Wo sollte wohl das neue Domizil sein? In einem Neubaugebiet? In einem der vier Teilortskerne? »Da, wo es passt«, sagt er, aber damit ist Michael Schmidt gleich im Thema, denn er wünscht sich lebendige Ortskerne, in denen fußläufig erreichbare Einkaufsmöglichkeiten und Treffpunkte erhalten bleiben oder entstehen. Den hohen Leerstand an innerörtlichen Häusern müsse man angehen, er sehe einen Mangel an modernem Wohnungsbau, der Ansprüchen von jungen Menschen entspricht, und zu wenig barrierefreien Wohnraum. Und natürlich sind da die alten Baugebiete und neue, zum Beispiel Filz II in Erpfingen, dessen Entwicklung ruht, ausgebremst von der Entscheidung des Bundesverwaltungsgerichts in Leipzig, das entschieden hatte, dass das nach Paragraf 13b im Baugesetzbuch beschleunigte Verfahren zur Entwicklung von Baugebieten nicht mehr zulässig ist. Insgesamt eine »drängende Aufgabe« für den neuen Bürgermeister, Klarheit zu schaffen, wie es weitergeht. Innenentwicklung und Baulanderschließung seien komplexe Aufgaben, »ein Marathon, kein Sprint«, sagt Schmidt, Wohnraum und Bauplätze zur Verfügung zu stellen, sei aber wichtig für viele andere Bereiche und habe Auswirkungen, die Kreise ziehen - für Wirtschaft, (Einzel-)Handel, Schulentwicklung, Kinderbetreuung. »Wir müssen schauen, dass wir gesund wachsen können«, das gelte auch für Gewerbeflächen.

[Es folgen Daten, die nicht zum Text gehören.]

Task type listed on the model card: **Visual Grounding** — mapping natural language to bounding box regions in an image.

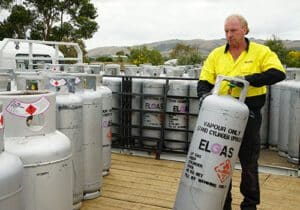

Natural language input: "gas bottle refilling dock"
[174,76,249,210]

»Mein Beruf macht mir Spaß, ich will aber konkret etwas anpacken«
Den Wunsch, Bürgermeister zu werden, habe er während der vergangenen Jahre entwickelt. Geprägt durch Kindheit und Jugend als Sohn eines Gemeindepfarrers in Reutlingen, habe er erlebt, wie wichtig es sei, ansprechbar für die Anliegen der Menschen zu sein. Mit seiner Ausbildung und seinem Beruf - nach Rechtswissenschaftstudium und Verwaltungsausbildung arbeitete er im Deutschen Bundestag und seit 2022 in Leitungsfunktion im Ministerium für Wirtschaft, Arbeit und Tourismus Baden-Württemberg - empfiehlt er sich mit Sach- und Fachkenntnis in Theorie und Praxis fürs Amt. »Mein Beruf macht mir Spaß, ich will aber konkret etwas anpacken«, sagt er zu seiner Motivation. Nun habe er die richtige Reife, den Job als Bürgermeister zu meistern. »Ich will hier Verantwortung übernehmen.«
Verlässliche Kinderbetreuung sei ein Muss. Eine Baustelle, »es ist wichtig, da Stabilität reinzubringen«. Zum einen gehe es um Personalmarketing und moderne Werbung, um Fachkräfte zu gewinnen, ihnen gute Angebote zu machen, man müsse aber auch das bestehende Betreuungsangebot überdenken, es an die Bedarfe anpassen. Auch das Thema Ganztagsbetreuung ist eine Herausforderung, bei der »wir zügig zu Potte kommen müssen«. Sonnenbühl profitiere von einer funktionierenden Gemeinschaft, die bereits Vorschläge gemacht hat, nun gehe es darum, die Ideen auf Umsetzbarkeit zu prüfen.
Auf der Agenda hat Michael Schmidt auch den ÖPNV. »Wir als Sonnenbühler werden die Regionalstadtbahn über die Kreisumlage mitzahlen, deshalb ist mein Anspruch als Bürgermeister, eine gute Anbindung für Sonnenbühl hinzubekommen.« Eine Aufgabe, die man schnell angehen müsse, sonst sei der Zug für die nächsten Jahre abgefahren. Wirtschaftsförderung sei Sache des Bürgermeisters, findet Michael Schmidt und dass es ein Mehr an Vernetzung geben müsse. Und was er noch tun möchte: Sonnenbühl als Gesunde Gemeinde zertifizieren lassen. Gesundheit und Gesundheitsförderung müssen strukturell in der Gemeindepolitik verankert sein, Bürgerbeteiligung gehöre dazu. Man müsse ausloten: »Was könnte uns noch gesünder machen?«
Ein schlüssiges Tourismuskonzept muss erarbeitet werden, sagt Michael Schmidt. Neue, zielgruppengerechte Angebote, Ausgaben effizienter gestalten, die Infrastruktur verbessern, die nicht nur Touristen, sondern auch Einheimischen zugute kommt: »Da schlummert noch viel Potenzial.« Das Thema will er nicht nur auf Erpfingen bezogen denken.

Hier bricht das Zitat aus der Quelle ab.